The Nirukta of Yāska refers to masonry houses. In the grammar of Pāṇini reference is made to edifices, pillars, brick, sculpture, etc. In the Amarakoṣa and other lexicons lists of several architectural terms are met with.2

These minor non-architectural treatises have certainly drawn upon the standard, architectural treatises, the Purāṇas, the Āgamas, the Epics, the Buddhist scripture or even upon the Vedic literature.

In the light of all these facts, merely to deal with the question in its aspects as they concern the Mānasāra, it seems impossible to resist the conclusion that there was a relation of indebtedness between the Mānasāra and the other works, both architectural and non-architectural. Except in a few instances, it is, however, difficult to state definitely that the Mānasāra is the debtor or creditor to this or that work in respect of this or that matter.

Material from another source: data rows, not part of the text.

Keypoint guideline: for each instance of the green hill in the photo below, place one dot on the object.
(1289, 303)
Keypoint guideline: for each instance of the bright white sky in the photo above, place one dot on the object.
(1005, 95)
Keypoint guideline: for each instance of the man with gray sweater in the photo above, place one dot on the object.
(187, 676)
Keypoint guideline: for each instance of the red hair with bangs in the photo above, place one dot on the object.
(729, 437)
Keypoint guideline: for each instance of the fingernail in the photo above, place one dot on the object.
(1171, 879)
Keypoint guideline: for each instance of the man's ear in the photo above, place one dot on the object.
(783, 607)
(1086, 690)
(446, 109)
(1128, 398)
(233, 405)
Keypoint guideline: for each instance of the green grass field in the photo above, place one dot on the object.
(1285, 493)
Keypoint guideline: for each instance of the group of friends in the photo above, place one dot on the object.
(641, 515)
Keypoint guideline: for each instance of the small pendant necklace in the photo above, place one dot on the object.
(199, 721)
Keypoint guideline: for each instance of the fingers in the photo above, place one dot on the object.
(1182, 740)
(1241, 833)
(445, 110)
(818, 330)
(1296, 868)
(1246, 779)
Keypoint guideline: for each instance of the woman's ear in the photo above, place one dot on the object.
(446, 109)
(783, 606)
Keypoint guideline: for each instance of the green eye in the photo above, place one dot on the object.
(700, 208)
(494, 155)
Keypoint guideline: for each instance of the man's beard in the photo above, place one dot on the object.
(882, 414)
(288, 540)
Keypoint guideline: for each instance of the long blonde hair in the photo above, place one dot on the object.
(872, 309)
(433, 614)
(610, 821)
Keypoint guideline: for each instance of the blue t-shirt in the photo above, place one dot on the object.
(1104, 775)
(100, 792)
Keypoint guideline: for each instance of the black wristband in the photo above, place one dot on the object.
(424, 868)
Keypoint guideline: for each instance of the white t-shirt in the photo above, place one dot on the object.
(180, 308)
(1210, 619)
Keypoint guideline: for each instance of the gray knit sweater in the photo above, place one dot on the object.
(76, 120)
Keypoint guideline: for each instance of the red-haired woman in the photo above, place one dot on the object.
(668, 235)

Similar difficulties arise in regard to the exact relation between the architectural work of the Roman architect Vitruvius and the Mānasāra, although scholars and critics have admitted the writer’s conclusion, after an elaborate examination and minute comparison, that there exist striking similarities between these two standard works.[12]

Footnotes and references:

[1]:

See the writer’s Indian Architecture, pages 109, 89-132.

[2]:

For details see the writer’s Indian Architecture, pp. 9-16.

[3]:

Ibid., pp. 17, 114-6.

[4]:

For references and details see the writer’s Hindu Architecture, pp. 19-22, 114-120.

[5]:

Ibid., pp. 22, 117-118, 161-164.

[6]:

See the writer’s Indian Architecture, pp. 23-28, 118-133.

[7]:

Ibid., pp. 26-27, 119-133.

[8]:

Ibid., pp. 27-28, 110, 113, 117-119.

[9]:

pp. 29-30.

[10]:

Indian Architecture, pp. 30-31.

[11]:

Ibid., pp. 32-34.

[12]:

For details see the writer’s Indian Architecture, pp. 134-159, and Opinions and Reviews quoted at the end of this volume.